From the original questioner:
Contributor O, thanks for your response. I have never had any trouble with ML stains, glazes, clear coats and Magnamax paint. Only with Resistant paints - I'm not sure why. I just finished a job where I sprayed all the doors and they came out perfect. A week later I sprayed the end panels and open shelves, and in several different places I had that crinkle effect.

I try to have a spray motion that is like a machine, so I don't think it's a paint thickness issue. Could it be product contamination? Something suspended in the paint? Could I be contaminating it somehow? Like I said, this only happens when I spray Resistant. This just baffles me.



From contributor O:
Everyone thinks you need to load a panel with primer to have a build to sand. This is true to a certain point! Some spray primer with a #12 -154 tip in a box coat pattern. This is always wet when you try to sand because of the film thickness that needs to dry. Try this on your next paint job. Spray uncut Clawlock catalyzed at 10%. The tip you're going to use is a #6-154. Your pump pressure will be 52 lbs and your air will be 22lbs. Spray a box coat and let flash off.
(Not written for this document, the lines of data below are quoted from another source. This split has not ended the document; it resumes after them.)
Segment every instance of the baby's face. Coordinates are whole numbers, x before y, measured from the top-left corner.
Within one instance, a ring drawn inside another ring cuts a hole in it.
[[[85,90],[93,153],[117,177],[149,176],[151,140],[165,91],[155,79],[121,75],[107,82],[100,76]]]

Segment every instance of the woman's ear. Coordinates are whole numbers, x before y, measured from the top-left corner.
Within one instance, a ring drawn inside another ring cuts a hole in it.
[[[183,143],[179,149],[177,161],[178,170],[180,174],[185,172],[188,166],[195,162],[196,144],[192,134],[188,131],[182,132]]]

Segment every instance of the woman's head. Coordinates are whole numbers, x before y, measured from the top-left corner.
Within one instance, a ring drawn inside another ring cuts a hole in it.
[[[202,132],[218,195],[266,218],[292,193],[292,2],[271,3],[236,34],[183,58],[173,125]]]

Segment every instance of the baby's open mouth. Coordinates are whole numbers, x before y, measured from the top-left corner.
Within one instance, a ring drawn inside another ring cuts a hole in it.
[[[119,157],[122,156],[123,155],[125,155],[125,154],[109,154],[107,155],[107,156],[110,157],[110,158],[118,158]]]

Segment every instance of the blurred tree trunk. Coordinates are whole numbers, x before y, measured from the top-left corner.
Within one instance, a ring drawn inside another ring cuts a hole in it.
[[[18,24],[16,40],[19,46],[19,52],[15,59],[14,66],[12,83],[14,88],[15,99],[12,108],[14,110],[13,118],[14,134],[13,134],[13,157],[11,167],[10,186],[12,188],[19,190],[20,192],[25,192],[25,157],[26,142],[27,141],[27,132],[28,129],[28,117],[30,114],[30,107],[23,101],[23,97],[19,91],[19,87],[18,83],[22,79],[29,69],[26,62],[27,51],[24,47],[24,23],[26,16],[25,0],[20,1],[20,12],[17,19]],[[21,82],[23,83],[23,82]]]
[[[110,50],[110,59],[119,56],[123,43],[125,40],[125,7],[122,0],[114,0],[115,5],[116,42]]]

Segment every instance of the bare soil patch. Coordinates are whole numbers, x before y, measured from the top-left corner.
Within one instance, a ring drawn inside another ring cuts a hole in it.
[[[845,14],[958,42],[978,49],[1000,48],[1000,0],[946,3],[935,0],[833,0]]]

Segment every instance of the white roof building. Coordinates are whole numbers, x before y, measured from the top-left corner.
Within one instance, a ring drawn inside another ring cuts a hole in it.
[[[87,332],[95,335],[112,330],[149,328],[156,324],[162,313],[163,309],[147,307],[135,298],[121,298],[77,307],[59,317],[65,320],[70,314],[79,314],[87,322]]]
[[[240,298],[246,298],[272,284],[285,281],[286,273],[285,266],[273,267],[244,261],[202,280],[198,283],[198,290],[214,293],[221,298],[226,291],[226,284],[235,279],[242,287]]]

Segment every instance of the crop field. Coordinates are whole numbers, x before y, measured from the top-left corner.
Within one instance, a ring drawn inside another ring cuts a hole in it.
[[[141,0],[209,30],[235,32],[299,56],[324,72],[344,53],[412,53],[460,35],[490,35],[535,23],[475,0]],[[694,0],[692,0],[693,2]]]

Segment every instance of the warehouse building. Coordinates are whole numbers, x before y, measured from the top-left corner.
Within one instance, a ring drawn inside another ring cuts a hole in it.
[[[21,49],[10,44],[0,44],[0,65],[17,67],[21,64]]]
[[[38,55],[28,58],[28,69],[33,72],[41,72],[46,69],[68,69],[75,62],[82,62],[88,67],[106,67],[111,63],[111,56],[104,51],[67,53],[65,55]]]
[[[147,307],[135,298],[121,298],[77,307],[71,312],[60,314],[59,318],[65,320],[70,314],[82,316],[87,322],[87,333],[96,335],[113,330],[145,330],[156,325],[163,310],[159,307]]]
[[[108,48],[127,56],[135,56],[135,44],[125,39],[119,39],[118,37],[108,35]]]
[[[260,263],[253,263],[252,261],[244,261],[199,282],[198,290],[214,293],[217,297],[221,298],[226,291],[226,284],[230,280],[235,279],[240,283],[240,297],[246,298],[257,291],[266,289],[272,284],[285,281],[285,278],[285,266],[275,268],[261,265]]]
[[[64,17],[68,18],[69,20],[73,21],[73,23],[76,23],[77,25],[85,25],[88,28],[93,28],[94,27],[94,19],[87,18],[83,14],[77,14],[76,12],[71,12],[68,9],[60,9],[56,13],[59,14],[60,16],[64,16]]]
Example: If I have a rack of doors and drawers, I will spray the entire rack with a box coat. When I'm done I return to the first door that was sprayed and spray a second box coat. These will surely powder when sanded the following day. By spraying wet on wet, you're letting the bottom coat semi-cure or exhale under much less mill thickness. This is why you can get the build and a fully cured product to sand. If you dump and run, it's harder for the coating to exhale under so much mill thickness. You will also notice especially if you're spraying poplar that the primer is not as opaque and covers more. Lots of people just blow and go and the reason they're getting crinkling is because the primer was dumped on and is not fully cured due to what I described above. Apply the Resistant the same way and you'll notice the opaqueness will also disappear from your top coat.



From contributor O:
The next time you have to do a recoat over Resistant, try this. Sand and scuff all product. Spray with water white vinyl 1 pass catalyzed at 1%. Let dry overnight and scuff the next day. Apply Resistant at a normal mill thickness. This will eliminate any problem if you need to respray. If you're worried about crinkle before you spray Resistant, this will insure success.


From contributor O:
This is my finishing schedule for paint and glaze. Day 1 whitewood sand all cabinets, doors, drawers, and molding. Spray all 2 sided parts with primer on 1 side. Spray all cabinets and molding with primer. 6.5 hours for sanding and 3 hours for spraying primer. Day 2 spray 2nd side of all 2 sided parts. Sand cabinets and molding. 1 hour for spraying primer, 4.5 hours for primer sanding, and 3 hours for top coat on cabinets. Day 3 sand all 2 sided pieces and spray 1 side top coat. Scuff and glaze all cabinets and molding. Vinyl all cabinets. Spray 1 side of doors 1.5 hours. Sanding primed doors 4.5 hours. Scuff, glaze, and vinyl 5.5 hours. Day 4 scuff all cabinets and top coat. Topcoat 2nd side of doors. 3 hours for cabinets and 1.5 for top coat on the doors. Scuff and top coat molding 1 hour. Day 5 glaze and vinyl 1 side of doors. Glaze and vinyl 2nd side of doors 9 hours. Day 6 scuff and top coat 1 side in the am and 2 side in the pm. 10 hours to include drying time. Without drying time would be 2 hours in the am and 2 hours in the pm. The other 6 hours would be whitewood sanding on the next job. Total on the job would be 54 hours over 5 days. I don't know if this is fast, but I very rarely have a customer complain that things take too long and that includes polyester and polyurethane high gloss wet look finishes.


From contributor G:
I am more accustomed to a high production shop environment where only finishing one kitchen in a day is considered slow. If your customers like what you do, there is no problem.